The “recipes” found in chemical processing often require careful measuring of raw materials to ensure final product quality. There are several different methods that processors use to make sure exact quantities are introduced into their reactors or vessels. One of the most common, Load Cells, is our topic in this column. There are three basic types of load cells, pneumatic, hydraulic, and strain gauge. The Strain Gauge type is the most common and what we will focus on here.
Strain gauge load cells, in the most basic sense, are similar to digital bathroom scales. They typically don’t use calibrated springs like old-school equipment, but instead, they use something called a strain gauge. A strain gauge is a type of transducer, which is a device that converts energy from one form to another. Specifically, load cells are force transducers, converting the kinetic energy of a force such as tension, compression, pressure, or torque into a measurable electrical signal. The strength of the signal changes proportionally to the force applied.
A strain gauge load cell is comprised of a solid metal body (or “spring element”) on which strain gauges have been secured. The body is usually made of aluminum, steel, or stainless steel which makes it very sturdy but also somewhat elastic. When the load is applied, the load cell is slightly deformed, but, unless overloaded, it always returns to its original shape. In response to the body shape changes, the strain gauges also change shape. This causes a change in the electrical resistance of the strain gauge which can then be measured as a voltage change. Since this change in output is proportional to the amount of weight applied, the weight of the object can then be determined from the change in voltage.

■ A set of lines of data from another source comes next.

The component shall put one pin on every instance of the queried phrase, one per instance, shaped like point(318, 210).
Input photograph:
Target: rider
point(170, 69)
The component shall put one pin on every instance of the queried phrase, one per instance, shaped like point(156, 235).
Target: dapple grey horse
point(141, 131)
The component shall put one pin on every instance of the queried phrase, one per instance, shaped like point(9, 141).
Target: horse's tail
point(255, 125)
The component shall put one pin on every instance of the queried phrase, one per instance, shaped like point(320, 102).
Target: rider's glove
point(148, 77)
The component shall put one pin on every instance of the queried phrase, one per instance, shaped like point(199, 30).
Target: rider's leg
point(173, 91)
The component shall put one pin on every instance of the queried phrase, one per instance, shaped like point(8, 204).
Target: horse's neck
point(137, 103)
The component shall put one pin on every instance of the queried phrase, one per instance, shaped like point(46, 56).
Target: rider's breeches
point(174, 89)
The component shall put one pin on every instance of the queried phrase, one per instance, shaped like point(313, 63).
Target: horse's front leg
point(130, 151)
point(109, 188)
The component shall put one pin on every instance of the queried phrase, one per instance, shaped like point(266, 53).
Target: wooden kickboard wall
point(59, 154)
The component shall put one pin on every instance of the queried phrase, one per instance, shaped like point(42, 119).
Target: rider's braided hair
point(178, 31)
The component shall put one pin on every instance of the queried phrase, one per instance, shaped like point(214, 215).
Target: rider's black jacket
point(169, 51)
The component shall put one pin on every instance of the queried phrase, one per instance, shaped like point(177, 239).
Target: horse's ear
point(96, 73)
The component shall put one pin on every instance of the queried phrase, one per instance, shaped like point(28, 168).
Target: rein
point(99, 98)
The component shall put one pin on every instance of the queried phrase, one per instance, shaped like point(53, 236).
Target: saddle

There are certain considerations that need to be addressed when performing repairs or alterations on tanks or vessels that are on load cells, especially with high voltage/current operations where an electrical arc is generated via a ground that is attached to the equipment such that an arc can be created (think plasma cutting, welding, etc.). The ground-to-arc location must be carefully chosen to keep the current from passing through the load cell, otherwise, it can destroy the strain gauges inside the load cells, requiring full replacement of the load cells. One method often employed to guarantee high current does not pass through the load cell is to electrically “jump” over each load cell with large diameter alligator clamps (think battery jumper cables). A large diameter cable that is connected to the vessel and ground at each load cell gives the current a path of least resistance to pass through to avoid that current running through the load cells.